Oven Roasted Tomato Sauce – easy!

When you make tomato sauce on the stove-top, it takes several hours, plus you have to stir the sauce quite often to keep it from scalding on the bottom.  No biggie – I’ve done it this way forever and it hasn’t killed me yet.  But guess what?  My friend Anne just figured out a way to make tomato sauce in the oven and it’s even easier!!!!  (Maybe some of you  have been doing it this way all along and it’s only new to Anne and me?)

If you’ve read my stove-top tomato sauce directions, you already know that I do not peel my tomatoes nor do I take the seeds out.  I just blend up the tomatoes and call it good.  Some might call this lazy.  Shucks, I call this lazy.  But this is one instance where being lazy works fine.  You are very welcome to take off the skins and take out the seeds if you prefer.

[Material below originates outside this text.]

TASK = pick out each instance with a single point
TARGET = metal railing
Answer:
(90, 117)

I never measure or weigh my tomatoes, but in doing a little searching on the internet, I find that it takes 35-45 pounds of tomatoes to make 7 quarts of sauce.  How many tomatoes equals one pound?  It totally depends on the tomato.  What kind of tomatoes can you use to make sauce?  Whatever kind you want.  We always plant a variety of tomatoes and throw them all together into our sauce.

Because tomatoes are very acidic (especially heirloom tomatoes), I’m not terribly concerned about adding lemon juice to my sauce.  However, if you feel more comfortable adding lemon juice for safety, you’ll want to use about 2 Tablespoons in each quart jar.

Now, how to make Oven Roasted Tomato Sauce:

First wash your tomatoes (unless you enjoy the grit of soil from your garden…mmm).

Next, cut up your tomatoes and throw them into a roasting pan or any large baking dish.  I usually cut my larger tomatoes into fourths and my smaller tomatoes in half.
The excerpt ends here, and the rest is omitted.